Insomma, è chiaro che una nuova politica estera dei paesi della nostra area non può essere condotta da malfidi organismi pseudo-unitari, bensì da forze politiche estremamente determinate, che riescano a scalzare (anzi a frantumare) l’attuale predominio della “sinistra” (e anche di buona parte della “destra”), la principale artefice della subordinazione agli Usa. Se un domani forze di tal genere si impadronissero del potere e annientassero le forze avverse in alcuni paesi europei (non in tutti, basterebbe in quelli più forti), esse dovrebbero stabilire reciproci contatti per una nuova alleanza in funzione di quella reale indipendenza, che manca dal 1945.

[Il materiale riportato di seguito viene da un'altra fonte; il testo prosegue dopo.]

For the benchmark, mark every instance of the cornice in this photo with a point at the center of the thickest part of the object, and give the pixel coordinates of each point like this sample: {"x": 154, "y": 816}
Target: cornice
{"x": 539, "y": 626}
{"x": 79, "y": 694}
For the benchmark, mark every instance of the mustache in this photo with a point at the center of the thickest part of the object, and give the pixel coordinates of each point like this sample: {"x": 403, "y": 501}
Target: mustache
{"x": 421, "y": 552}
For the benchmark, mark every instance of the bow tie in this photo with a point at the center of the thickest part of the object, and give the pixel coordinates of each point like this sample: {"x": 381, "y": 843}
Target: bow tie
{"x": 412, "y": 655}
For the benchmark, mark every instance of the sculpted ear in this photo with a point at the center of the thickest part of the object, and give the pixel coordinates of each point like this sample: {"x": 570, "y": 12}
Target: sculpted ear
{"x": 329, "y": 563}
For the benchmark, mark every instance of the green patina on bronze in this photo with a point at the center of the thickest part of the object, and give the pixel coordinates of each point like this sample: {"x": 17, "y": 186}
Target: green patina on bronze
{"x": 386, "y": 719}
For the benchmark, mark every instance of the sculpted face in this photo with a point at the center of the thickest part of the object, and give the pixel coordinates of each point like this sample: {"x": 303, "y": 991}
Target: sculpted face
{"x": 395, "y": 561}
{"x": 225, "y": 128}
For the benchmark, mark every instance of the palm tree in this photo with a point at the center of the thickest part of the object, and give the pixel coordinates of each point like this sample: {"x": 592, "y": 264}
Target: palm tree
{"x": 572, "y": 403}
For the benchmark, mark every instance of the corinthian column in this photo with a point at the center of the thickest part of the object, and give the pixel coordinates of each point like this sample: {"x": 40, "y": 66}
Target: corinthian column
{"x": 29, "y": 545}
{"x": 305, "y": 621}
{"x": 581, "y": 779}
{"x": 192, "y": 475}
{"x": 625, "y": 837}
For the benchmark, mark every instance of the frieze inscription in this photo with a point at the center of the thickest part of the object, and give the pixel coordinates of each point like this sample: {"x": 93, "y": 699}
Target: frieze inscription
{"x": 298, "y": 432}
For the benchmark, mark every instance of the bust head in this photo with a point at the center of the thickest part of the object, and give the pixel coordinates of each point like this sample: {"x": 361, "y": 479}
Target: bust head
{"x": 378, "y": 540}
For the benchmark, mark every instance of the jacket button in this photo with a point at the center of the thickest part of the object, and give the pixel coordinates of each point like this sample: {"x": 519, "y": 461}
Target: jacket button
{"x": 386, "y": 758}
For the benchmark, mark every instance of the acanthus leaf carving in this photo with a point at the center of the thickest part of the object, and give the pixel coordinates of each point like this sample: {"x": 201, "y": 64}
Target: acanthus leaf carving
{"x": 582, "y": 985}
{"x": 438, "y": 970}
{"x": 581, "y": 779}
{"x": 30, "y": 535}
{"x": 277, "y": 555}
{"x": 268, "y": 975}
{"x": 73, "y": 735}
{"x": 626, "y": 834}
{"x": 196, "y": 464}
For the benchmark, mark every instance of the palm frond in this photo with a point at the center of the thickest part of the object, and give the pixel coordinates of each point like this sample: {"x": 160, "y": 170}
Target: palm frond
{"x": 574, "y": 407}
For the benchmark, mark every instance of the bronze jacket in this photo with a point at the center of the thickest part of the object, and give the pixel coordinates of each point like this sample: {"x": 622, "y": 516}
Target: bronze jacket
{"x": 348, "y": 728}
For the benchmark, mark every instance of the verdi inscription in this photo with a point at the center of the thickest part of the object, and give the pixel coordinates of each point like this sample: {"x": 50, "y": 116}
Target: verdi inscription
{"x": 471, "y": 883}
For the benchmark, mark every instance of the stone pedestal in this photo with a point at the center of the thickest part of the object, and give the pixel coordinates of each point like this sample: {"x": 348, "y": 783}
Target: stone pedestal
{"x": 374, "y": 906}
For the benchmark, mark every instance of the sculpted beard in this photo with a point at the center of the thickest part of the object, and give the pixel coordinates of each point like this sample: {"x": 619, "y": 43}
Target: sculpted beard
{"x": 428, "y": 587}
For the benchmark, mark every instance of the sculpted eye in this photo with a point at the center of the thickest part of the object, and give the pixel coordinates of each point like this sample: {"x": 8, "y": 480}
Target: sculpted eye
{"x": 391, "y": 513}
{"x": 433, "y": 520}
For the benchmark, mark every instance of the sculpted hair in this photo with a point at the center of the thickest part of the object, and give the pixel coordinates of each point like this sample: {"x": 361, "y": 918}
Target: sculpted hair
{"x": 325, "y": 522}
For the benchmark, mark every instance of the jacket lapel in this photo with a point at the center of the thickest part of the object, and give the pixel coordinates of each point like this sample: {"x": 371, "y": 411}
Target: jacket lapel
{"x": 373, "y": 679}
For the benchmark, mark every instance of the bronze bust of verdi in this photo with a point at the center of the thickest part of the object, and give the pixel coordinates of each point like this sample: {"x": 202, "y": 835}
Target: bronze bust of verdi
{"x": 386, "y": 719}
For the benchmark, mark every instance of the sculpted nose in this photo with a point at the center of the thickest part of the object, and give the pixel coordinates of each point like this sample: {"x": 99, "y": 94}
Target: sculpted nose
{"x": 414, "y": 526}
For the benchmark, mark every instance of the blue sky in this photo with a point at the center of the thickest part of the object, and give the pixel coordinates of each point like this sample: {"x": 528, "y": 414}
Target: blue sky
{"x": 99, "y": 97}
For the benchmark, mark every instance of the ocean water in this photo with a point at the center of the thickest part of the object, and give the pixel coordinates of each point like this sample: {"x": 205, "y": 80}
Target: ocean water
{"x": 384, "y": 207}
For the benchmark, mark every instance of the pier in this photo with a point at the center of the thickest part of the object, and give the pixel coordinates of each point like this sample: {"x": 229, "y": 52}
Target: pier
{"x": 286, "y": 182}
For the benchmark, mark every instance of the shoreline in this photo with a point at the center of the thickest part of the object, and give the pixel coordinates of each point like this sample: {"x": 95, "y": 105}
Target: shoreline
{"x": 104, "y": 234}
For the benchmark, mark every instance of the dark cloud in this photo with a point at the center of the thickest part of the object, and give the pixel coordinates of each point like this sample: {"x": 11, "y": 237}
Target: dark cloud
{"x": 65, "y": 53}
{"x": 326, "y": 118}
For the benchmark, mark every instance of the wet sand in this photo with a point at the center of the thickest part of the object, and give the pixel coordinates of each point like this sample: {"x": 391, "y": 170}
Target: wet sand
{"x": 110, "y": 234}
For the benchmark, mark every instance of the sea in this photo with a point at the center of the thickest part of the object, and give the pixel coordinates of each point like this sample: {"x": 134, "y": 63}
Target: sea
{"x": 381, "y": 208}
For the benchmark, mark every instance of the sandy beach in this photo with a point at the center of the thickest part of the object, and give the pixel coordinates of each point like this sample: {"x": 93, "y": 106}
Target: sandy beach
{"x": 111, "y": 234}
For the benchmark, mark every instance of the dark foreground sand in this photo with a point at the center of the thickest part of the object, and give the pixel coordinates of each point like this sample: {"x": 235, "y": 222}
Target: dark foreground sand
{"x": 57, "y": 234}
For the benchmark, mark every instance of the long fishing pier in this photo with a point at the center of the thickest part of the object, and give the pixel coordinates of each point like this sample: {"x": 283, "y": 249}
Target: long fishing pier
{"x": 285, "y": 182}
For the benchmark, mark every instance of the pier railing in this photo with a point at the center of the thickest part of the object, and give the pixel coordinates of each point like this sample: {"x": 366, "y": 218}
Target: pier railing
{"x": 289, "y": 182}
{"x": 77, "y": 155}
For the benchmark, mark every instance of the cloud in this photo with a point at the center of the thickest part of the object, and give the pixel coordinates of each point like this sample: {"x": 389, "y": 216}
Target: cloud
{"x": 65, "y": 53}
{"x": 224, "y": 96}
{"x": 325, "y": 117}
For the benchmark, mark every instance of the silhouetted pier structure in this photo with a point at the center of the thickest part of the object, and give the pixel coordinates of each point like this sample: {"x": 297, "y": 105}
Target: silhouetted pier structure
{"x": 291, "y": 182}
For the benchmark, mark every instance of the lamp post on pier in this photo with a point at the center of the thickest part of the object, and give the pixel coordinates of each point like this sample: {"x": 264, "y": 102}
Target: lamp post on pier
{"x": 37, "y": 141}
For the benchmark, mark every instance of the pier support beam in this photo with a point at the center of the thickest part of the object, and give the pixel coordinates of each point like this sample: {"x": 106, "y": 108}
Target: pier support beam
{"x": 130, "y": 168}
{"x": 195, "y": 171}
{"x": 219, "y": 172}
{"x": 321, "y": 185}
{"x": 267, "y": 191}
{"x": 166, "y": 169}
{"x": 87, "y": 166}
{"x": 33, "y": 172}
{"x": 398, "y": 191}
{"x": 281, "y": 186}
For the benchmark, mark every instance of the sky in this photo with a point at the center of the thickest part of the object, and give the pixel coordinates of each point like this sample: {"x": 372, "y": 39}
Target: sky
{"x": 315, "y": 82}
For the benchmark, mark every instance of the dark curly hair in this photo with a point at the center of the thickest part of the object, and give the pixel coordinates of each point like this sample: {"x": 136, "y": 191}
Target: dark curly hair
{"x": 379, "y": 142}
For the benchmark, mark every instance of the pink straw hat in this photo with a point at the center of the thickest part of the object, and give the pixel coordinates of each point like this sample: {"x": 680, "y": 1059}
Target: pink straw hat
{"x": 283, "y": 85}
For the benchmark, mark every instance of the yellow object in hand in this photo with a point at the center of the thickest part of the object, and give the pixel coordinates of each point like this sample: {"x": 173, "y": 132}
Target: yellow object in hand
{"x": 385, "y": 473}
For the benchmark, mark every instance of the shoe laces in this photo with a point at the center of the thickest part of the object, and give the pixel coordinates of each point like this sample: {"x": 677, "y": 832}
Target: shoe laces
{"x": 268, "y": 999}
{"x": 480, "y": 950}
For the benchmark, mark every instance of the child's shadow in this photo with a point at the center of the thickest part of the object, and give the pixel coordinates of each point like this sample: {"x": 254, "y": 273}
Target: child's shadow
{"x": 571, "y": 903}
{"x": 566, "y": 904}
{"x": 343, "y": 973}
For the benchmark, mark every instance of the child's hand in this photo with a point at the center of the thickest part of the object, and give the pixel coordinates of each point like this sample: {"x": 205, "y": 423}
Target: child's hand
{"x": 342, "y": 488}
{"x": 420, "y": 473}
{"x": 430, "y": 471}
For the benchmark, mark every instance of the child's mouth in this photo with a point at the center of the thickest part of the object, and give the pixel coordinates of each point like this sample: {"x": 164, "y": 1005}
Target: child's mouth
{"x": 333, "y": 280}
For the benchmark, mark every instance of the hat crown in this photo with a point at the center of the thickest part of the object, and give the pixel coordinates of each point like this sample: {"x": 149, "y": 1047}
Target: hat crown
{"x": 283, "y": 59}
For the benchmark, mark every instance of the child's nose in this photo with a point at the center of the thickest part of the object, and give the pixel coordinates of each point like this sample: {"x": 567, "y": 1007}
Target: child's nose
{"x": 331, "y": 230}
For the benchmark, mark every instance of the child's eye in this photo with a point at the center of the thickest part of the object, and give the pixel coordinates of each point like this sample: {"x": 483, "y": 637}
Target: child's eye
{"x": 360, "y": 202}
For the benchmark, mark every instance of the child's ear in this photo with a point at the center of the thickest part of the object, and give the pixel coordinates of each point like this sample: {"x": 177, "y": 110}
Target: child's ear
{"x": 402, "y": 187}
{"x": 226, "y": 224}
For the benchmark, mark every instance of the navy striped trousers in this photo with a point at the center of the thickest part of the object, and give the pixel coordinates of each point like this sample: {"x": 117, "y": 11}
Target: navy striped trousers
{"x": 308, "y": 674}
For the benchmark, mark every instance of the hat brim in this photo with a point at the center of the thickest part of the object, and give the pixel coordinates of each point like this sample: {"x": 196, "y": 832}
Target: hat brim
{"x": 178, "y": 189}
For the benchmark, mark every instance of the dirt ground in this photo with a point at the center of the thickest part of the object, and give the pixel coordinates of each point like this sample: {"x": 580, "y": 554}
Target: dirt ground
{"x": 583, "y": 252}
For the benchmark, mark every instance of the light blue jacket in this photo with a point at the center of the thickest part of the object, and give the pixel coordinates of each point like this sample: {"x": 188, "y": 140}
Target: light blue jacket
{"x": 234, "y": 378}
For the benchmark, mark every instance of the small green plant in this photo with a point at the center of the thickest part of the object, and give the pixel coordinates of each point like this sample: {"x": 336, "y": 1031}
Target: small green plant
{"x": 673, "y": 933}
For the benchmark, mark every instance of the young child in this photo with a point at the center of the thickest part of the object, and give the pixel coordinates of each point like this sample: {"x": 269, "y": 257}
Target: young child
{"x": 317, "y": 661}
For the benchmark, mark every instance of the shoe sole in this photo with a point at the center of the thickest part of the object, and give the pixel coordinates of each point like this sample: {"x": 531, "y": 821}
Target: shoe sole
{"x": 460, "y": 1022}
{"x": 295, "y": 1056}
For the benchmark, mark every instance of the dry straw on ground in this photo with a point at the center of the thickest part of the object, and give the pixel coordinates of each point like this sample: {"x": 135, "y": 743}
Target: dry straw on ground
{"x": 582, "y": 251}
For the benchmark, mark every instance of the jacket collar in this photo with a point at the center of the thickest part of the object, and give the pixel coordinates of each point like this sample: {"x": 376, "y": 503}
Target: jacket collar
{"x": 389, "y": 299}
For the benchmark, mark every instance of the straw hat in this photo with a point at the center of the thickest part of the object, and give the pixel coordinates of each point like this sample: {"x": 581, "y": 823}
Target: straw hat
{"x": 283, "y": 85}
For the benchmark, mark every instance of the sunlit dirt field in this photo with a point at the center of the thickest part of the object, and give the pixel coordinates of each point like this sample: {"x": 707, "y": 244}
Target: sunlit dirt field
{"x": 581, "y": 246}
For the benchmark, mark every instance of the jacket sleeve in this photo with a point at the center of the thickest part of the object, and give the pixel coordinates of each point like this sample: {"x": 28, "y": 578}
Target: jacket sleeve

Ultima avvertenza. Smettiamola di sperare in chissà che proveniente dagli Stati Uniti. E’ perfettamente logico, e giusto, che un paese di siffatta potenza (ancora ben superiore a quella degli altri) persegua i suoi interessi. Se fossi cittadino americano, mi incazzerei nel vedere il mio governo tentennare e perdere di vitalità e forza propulsiva. Semplicemente, com’è del resto accaduto altre volte negli Usa, alcuni centri di potere ritengono ormai obsoleta e inefficiente la vecchia politica di potenza delle passate Amministrazioni.

Questo, vorrei ricordarlo, è accaduto anche con Kennedy e poi con Nixon (e Kissinger, che oggi mi sembra piuttosto favorevole alla svolta di Trump). Sappiamo com’è finita allora; vedremo adesso. In ogni caso, gli Usa restano la più grande potenza e come tale agiranno o in un modo o nell’altro. Non sogniamo improbabili “ere di pace” con l’avvento di un nuovo personaggio, che non comanda da solo. Dobbiamo via via capire quali gruppi di potere hanno realmente in mano la direzione della politica di quel dato paese; e quali sono le strategie da tali gruppi predilette. Abbiamo molto da studiare.

Cerchiamo soprattutto di capire infine che prima vengono le strategie politiche, poi i mezzi per realizzarle. Per questi mezzi è certamente utile il “vile denaro”, nessuno lo nega. I più potenti sono però quelli bellici, informativi, di corruzione e infiltrazione tra le fila dell’avversario (anche qui occorrono molti “schei”, ma solo se spesi bene per personale preparato a tradire eseguendo le mosse più appropriate al tradimento), la formazione di organizzazioni pronte ai più bassi servigi come sono state tutte quelle europee fino alla ignominia completa della UE. Ecc. ecc.